O’Connor will oversee the buying team and merchandise selection for saks.com’s Web site and catalogues. She was with Neiman’s for the past 13 years, most recently as vice president and divisional merchandise manager, overseeing areas such as couture evening, St. John, Galleria Dresses and intimate apparel. Neiman’s is one of the main competitors for Saks Direct and its NM Direct division dwarfs the New York-based retailer’s, with sales of about $590 million last year.
During the conference, Sadove also reiterated goals he set forth in a prior call on fourth-quarter earnings this month, including attaining an 8 percent operating profit in three to four years; shrinking corporate expenses from $45 million to $50 million to around $20 million as assets continued to get sold off, and greater team play. Asked when the company can get it down to that, Sadove replied: “Part of the answer is what’s going to happen with Parisian. We are still in the early stages of the strategic alternatives process. It will play itself out over a year-and-a-half.”
“It’s not acceptable to have a 2 percent operating margin. Some of our competitors have 8 to 10 percent. We were at 4 percent in ’04.”
Sadove wants stores, planning and financial personnel and merchants to work closer together.
“Saks Fifth Avenue is disappointing. We need to get performance back on track and I believe we can do it.”
Citing mistakes of the last several seasons, Sadove said Saks:
- Lost sight of the core customer, bringing in many expensive designer collections that didn’t resonate.
- Moved too quickly to capture a younger clientele, but the average Saks customer is 48. The average new customer is 44.
- Discontinued some businesses, such as the $60 million Real Clothes private label collection, without replacement strategies.
- Focused on the flagship to the expense of branches. “We have focused too much on the flagship, which accounts for 20 percent of the business. We have to grow the remaining business, as well.”
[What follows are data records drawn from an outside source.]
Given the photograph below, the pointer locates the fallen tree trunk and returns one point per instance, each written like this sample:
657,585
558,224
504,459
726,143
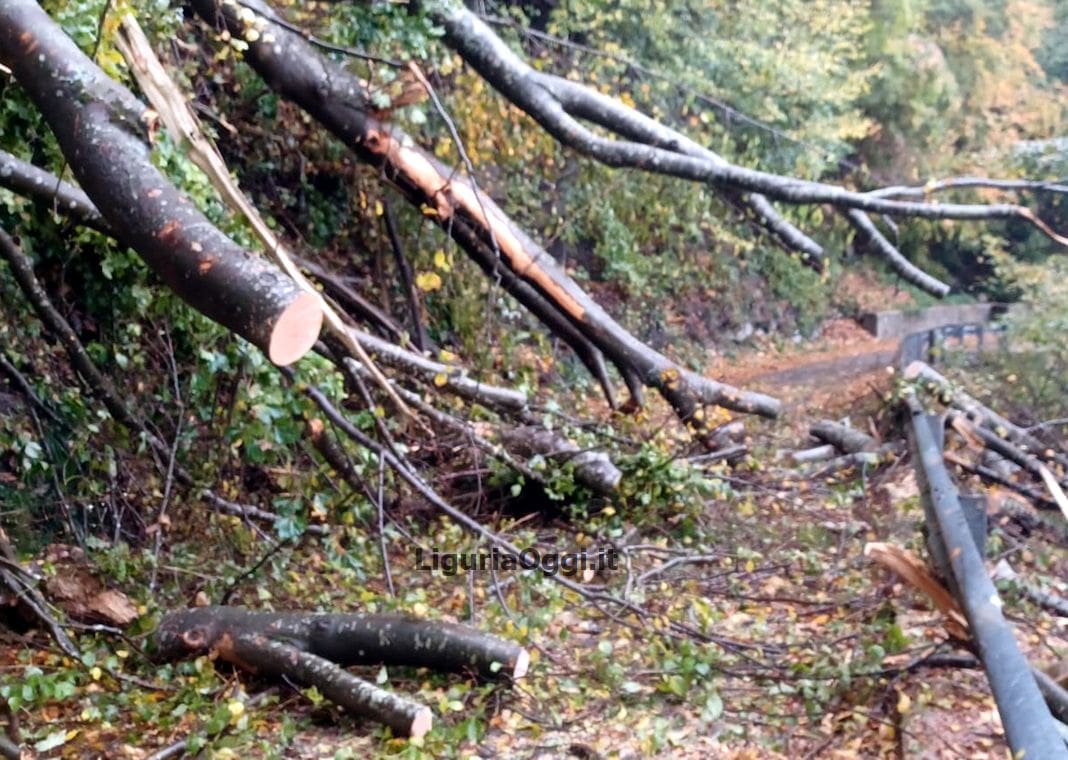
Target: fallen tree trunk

Further complicating matters were the internal and government investigations into certain chargeback and markdown practices, and a costly over-bloated senior team that was streamlined in January, when Sadove was put at the helm, succeeding Fred Wilson as SFA ceo, and Brad Martin as Saks Inc. ceo, though Martin remains chairman. Previously, Sadove was vice chairman of Saks Inc. Now he’s more involved in the day-to-day operations, as well as strategy.
Asked by one analyst during the call if SFA could be sold, Sadove replied: “I am focused on getting improved performance out of Saks Fifth Avenue. We need to get the performance back on track. There is nothing about a public environment that is going to inhibit us from improved performance. It’s not about a public environment or a private environment.”
Earlier this month, Saks posted disappointing results for the fourth quarter and year. The parent Saks Inc. had a $2.2 million loss in the fourth quarter ended Jan. 28, versus net income of $96.6 million in the year-ago period. At SFA, fourth-quarter operating income totaled $7.6 million, a $50.4 million decline from the prior year. Sales totaled $802 million, versus $839.9 million a year ago, and comps increased 1.4 percent.
For the year, SFA’s operating income fell to $22.3 million from $118.8 million, comp sales rose 4 percent while total sales were $2.73 billion versus $2.74 billion.